Tutupi Plat Nomor Motor

KAWANPUAN.COM – Beredar sebuah video viral perempuan tutupi plat nomor sepeda motor pakai celana dalam beredar di media sosial Instagram dan Tiktok.

Aksi video viral perempuan tutup plat nomor sepeda motor pakai celana dalam warna pink tersebut langsung membuat heboh para pengguna medsos.

Kejadian video viral seorang perempuan menutupi pelat nomor sepeda motor menggunakan celana dalam berwarna merah muda terjadi di Lamongan, Jawa Timur.

Pertama kali video beredar atas unggahan akun Instagram @beritalamongan yang berasal dari akun @tse.arth. Dalam unggahan tersebut tertulis keterangan “Mau ketawa takut dosa”.

Tindakan pengendara yang menutup pelat nomor sepeda motor Honda Scoopy tersebut di duga takut terkena tilang elektronik atau Electronic Traffic Law Enforcement (ETLE).

Menanggapi video viral tersebut, Kasat Lantas Polres Lamongan AKP Aristianto Budi Sutrisno mengatakan, pihaknya sudah menemui pengendara tersebut.

Menurut dia, pertemuan itu sekaligus menjadi upaya untuk menjelaskan tentang penerapan ETLE yang sedang di terapkan oleh Polres Lamongan.

“Kami sudah melihat video tersebut, dengan Kanit Turjawali (Satlantas Polres Lamongan) juga sudah menemui pengendara yang ada dalam video.”

“Ini pelajaran bagi semua, dan bahan bagi kami saat sosialisasi,” ujar Aris. Aris menjelaskan, sebenarnya pengendara tidak perlu khawatir untuk menghindari tilang ETLE.

Perempuan Tutupi Plat Nomor Motor Pakai Celana Dalam

Asalkan, kata dia, pengendara menerapkan peraturan lalu lintas seperti yang di tentukan dan tidak melanggar peraturan tersebut. Sebab, tilang ETLE hanya berlaku bagi para pelanggar aturan lalu lintas.

“Saat ini Polres Lamongan maupun Polres lain di Jawa Timur sedang menggelorakan ETLE Mobile atau INCAR dan ETLE statis. Tapi selama pengendara tidak melanggar aturan kenapa mesti takut?” ucap Aris.

Ia menjelaskan bahwa tilang ETLE juga tidak serta merta bisa di terapkan ke pengendara karena ada sejumlah mekanisme yang mengaturnya.

Termasuk surat konfirmasi yang akan dikirim oleh petugas apakah obyek yang terkena tilang ETLE benar-benar sesuai dengan yang di temukan di lapangan.

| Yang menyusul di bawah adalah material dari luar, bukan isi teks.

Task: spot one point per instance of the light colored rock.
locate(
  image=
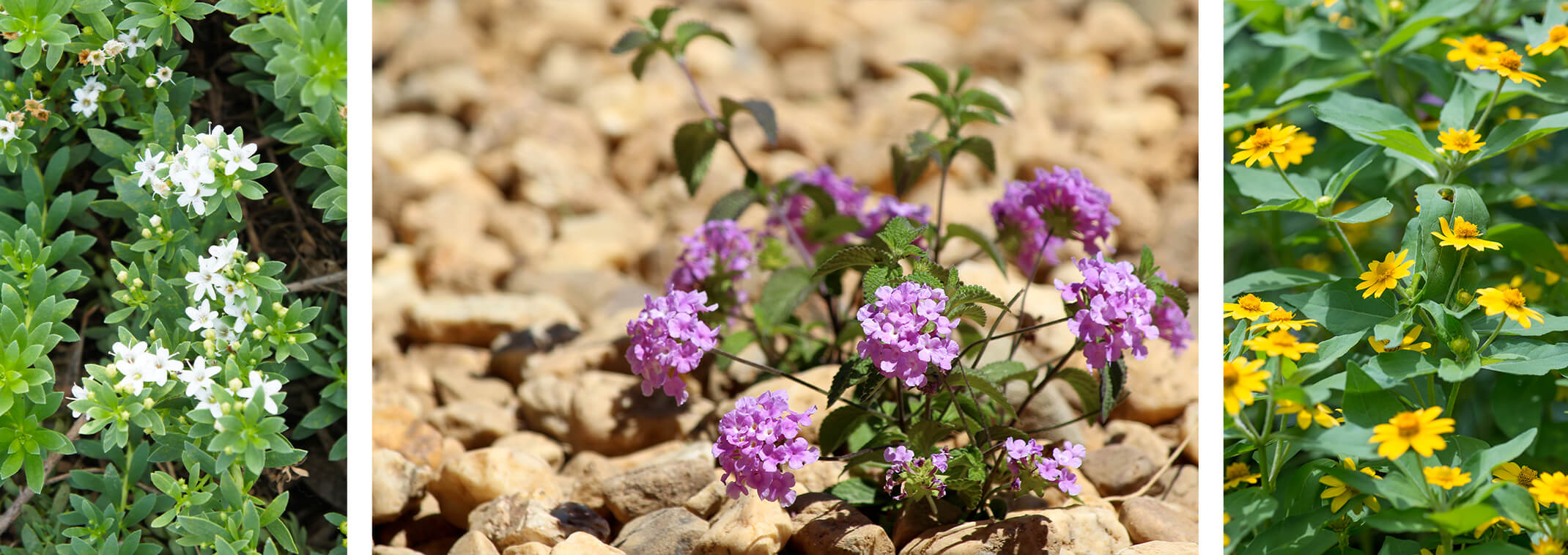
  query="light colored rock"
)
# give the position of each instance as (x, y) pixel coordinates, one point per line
(828, 526)
(664, 532)
(1150, 519)
(394, 485)
(657, 486)
(748, 526)
(485, 474)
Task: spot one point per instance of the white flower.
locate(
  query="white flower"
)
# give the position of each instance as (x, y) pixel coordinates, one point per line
(85, 104)
(267, 388)
(237, 157)
(149, 165)
(133, 43)
(203, 317)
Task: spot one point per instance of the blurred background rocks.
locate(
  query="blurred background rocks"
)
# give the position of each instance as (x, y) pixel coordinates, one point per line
(525, 199)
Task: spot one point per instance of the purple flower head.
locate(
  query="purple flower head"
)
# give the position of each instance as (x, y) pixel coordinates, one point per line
(898, 341)
(1114, 311)
(1049, 209)
(668, 339)
(758, 441)
(717, 248)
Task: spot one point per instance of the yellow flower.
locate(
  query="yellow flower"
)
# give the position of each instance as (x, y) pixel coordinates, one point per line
(1385, 275)
(1408, 344)
(1507, 65)
(1264, 141)
(1460, 140)
(1473, 51)
(1280, 344)
(1341, 493)
(1547, 546)
(1298, 146)
(1306, 416)
(1501, 521)
(1446, 477)
(1463, 234)
(1239, 472)
(1240, 381)
(1556, 38)
(1509, 301)
(1282, 319)
(1421, 430)
(1249, 308)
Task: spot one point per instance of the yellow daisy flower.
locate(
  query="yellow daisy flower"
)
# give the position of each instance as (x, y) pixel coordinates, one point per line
(1556, 38)
(1419, 430)
(1240, 381)
(1282, 319)
(1238, 474)
(1498, 521)
(1264, 141)
(1280, 344)
(1298, 146)
(1507, 65)
(1474, 51)
(1460, 140)
(1446, 477)
(1385, 275)
(1408, 344)
(1306, 416)
(1249, 308)
(1341, 493)
(1507, 301)
(1463, 234)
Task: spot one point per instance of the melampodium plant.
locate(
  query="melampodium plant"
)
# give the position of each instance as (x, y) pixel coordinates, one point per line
(911, 410)
(127, 234)
(1393, 358)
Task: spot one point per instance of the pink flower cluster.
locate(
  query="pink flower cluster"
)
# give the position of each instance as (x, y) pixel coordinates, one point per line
(1053, 469)
(758, 441)
(1114, 311)
(906, 333)
(668, 339)
(719, 248)
(1048, 210)
(905, 468)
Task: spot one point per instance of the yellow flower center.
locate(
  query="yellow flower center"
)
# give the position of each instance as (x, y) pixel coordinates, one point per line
(1408, 425)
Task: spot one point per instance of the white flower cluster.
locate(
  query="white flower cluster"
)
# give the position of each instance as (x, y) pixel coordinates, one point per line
(212, 282)
(86, 95)
(195, 168)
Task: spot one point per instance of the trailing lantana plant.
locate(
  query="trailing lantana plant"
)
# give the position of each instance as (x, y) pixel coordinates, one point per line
(117, 195)
(1393, 363)
(910, 410)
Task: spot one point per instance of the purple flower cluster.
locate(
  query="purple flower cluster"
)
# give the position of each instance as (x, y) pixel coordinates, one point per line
(1049, 209)
(905, 333)
(1172, 322)
(756, 441)
(668, 339)
(1053, 469)
(717, 248)
(1114, 311)
(921, 471)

“Penerima surat konfirmasi bukan langsung di tilang, melainkan di berikan kesempatan untuk mengkonfirmasi apakah betul di kendarai oleh pemilik kendaraan atau kendaraan sudah berpindah tangan kepada pihak lain,” kata Aris.

Adapun Aris mengajak masyarakat untuk berpikir positif mengenai agenda tilang ETLE yang di berlakukan.

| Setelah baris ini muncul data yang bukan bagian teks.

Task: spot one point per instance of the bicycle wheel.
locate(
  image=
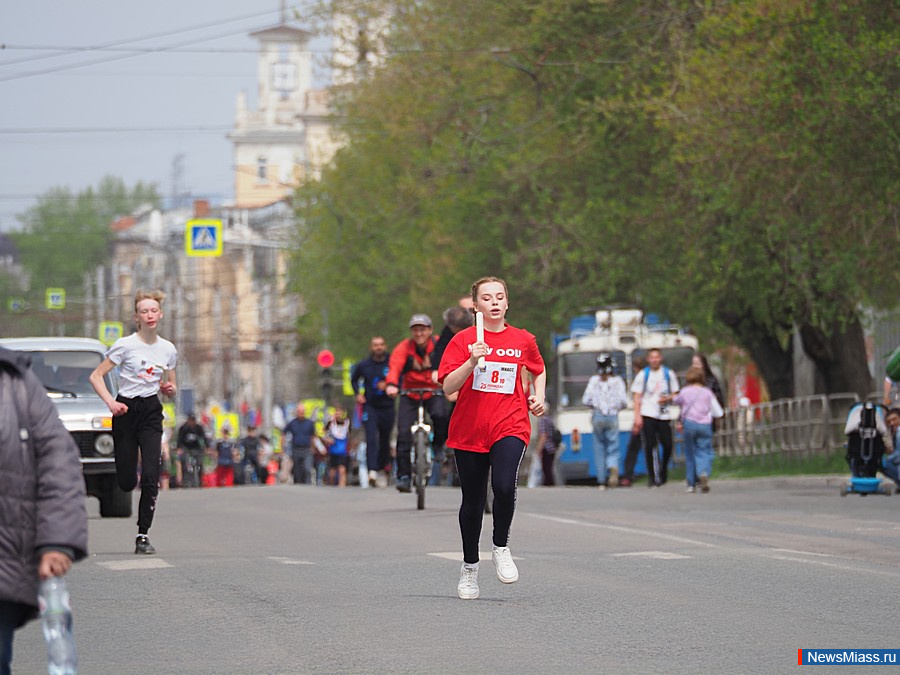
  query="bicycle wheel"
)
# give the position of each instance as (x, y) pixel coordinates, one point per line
(421, 468)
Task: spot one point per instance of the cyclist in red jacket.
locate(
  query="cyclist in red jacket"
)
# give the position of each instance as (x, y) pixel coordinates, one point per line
(410, 367)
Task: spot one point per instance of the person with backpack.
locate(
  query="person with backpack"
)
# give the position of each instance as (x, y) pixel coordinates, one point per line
(653, 417)
(43, 519)
(606, 394)
(410, 367)
(699, 407)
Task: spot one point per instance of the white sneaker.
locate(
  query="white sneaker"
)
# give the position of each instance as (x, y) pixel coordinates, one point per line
(468, 583)
(506, 568)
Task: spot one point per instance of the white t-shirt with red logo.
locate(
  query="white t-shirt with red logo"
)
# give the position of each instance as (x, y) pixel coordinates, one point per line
(492, 404)
(141, 366)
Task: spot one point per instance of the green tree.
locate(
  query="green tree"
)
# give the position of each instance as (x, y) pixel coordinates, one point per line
(786, 137)
(731, 165)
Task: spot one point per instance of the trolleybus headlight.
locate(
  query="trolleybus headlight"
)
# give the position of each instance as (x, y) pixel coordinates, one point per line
(104, 445)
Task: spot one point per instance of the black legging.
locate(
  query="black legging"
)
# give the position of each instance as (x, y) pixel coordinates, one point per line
(503, 464)
(140, 427)
(657, 432)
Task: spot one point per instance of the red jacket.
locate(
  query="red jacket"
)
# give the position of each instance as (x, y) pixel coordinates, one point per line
(408, 370)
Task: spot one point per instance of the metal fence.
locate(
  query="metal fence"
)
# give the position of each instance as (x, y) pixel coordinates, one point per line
(800, 427)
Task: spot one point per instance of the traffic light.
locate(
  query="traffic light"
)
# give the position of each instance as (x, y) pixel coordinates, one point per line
(325, 359)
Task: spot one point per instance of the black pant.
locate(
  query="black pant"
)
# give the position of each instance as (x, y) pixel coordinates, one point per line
(657, 432)
(547, 461)
(631, 454)
(140, 427)
(379, 423)
(503, 464)
(302, 465)
(407, 415)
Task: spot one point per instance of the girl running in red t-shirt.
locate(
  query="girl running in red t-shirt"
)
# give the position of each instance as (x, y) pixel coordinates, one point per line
(490, 428)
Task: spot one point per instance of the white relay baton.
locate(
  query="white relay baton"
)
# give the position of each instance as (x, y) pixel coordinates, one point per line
(479, 335)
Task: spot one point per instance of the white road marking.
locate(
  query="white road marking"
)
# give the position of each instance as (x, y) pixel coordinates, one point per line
(620, 528)
(790, 550)
(656, 555)
(136, 564)
(289, 561)
(456, 556)
(849, 568)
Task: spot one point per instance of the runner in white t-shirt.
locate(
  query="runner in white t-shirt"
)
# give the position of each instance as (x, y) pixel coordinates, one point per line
(146, 367)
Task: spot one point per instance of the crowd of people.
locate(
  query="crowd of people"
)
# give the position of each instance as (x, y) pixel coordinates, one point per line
(480, 385)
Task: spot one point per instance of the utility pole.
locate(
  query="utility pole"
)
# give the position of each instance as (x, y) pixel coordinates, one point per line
(267, 365)
(235, 352)
(218, 385)
(88, 306)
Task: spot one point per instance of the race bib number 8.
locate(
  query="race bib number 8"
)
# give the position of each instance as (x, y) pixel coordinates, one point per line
(496, 378)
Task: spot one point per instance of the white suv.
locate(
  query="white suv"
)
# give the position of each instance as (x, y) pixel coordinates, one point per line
(64, 366)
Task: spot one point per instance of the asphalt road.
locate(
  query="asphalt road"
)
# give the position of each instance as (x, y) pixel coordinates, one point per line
(285, 579)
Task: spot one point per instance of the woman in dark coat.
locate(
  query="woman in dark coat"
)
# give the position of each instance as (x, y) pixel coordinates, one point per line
(43, 520)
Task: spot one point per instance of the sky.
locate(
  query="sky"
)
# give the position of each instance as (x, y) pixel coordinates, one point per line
(106, 87)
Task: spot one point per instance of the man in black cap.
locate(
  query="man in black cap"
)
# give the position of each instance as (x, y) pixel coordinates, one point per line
(410, 367)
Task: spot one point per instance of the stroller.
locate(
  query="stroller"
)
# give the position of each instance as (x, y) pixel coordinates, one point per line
(865, 449)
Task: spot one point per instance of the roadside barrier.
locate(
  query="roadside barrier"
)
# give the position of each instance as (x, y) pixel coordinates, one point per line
(803, 427)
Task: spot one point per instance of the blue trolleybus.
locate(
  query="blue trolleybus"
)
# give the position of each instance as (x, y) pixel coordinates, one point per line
(623, 333)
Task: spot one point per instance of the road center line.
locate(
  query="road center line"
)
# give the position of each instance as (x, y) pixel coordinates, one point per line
(620, 528)
(848, 568)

Sebab, tujuan penerapan ETLE yang di lakukan adalah meminimalisasi pertemuan petugas dengan pelanggar yang berpotensi terjadinya penyimpangan.

“Di samping itu, di harapkan dapat menumbuhkan kesadaran masyarakat dalam tertib berlalu lintas untuk menyelamatkan anak bangsa.”

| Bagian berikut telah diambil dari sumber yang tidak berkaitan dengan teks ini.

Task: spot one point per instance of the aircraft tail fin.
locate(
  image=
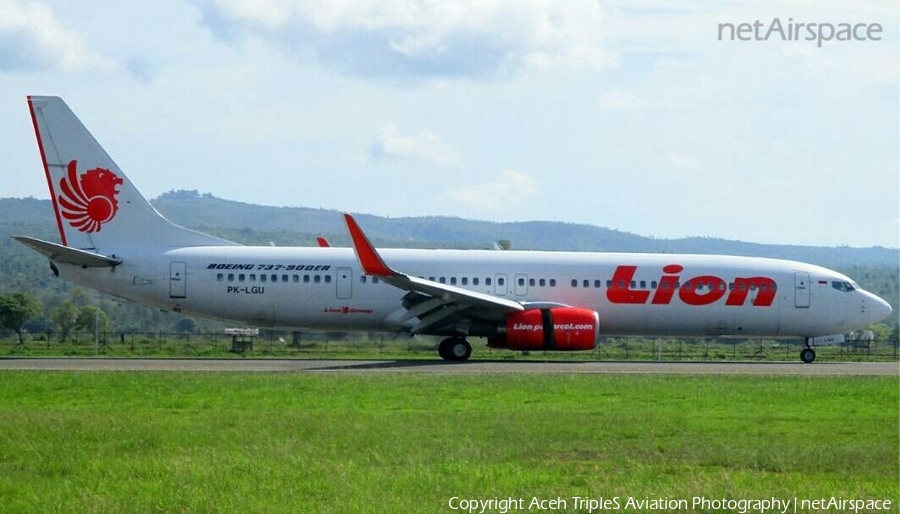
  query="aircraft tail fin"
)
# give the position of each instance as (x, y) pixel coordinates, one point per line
(96, 205)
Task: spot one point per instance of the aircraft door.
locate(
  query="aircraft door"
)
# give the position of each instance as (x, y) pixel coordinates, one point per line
(178, 279)
(344, 283)
(500, 285)
(801, 290)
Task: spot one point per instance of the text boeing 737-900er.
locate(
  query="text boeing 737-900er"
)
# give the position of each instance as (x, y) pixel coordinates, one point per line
(114, 241)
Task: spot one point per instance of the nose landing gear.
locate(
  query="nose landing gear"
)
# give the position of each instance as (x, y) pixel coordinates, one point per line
(807, 354)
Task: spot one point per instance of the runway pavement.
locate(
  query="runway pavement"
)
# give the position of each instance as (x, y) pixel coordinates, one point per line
(440, 367)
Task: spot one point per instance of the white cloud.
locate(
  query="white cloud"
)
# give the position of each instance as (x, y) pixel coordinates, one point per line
(623, 100)
(681, 161)
(31, 38)
(426, 145)
(511, 190)
(400, 38)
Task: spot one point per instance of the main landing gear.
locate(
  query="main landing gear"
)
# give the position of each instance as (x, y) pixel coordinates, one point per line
(455, 349)
(807, 354)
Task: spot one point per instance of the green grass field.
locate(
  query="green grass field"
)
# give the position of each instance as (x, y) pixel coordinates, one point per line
(243, 442)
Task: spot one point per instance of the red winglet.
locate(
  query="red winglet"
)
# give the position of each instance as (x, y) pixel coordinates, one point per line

“Untuk itu, kami mengimbau serta mengajak masyarakat dan pengguna jalan untuk tertib berlalu lintas, demi keselamatan diri sendiri maupun pengguna jalan yang lain,” tutur Aris.

Perempuan pengendara motor tersebut juga telah memberikan klarifikasi dan meminta maaf melalui akun TikTok @adah_dahh.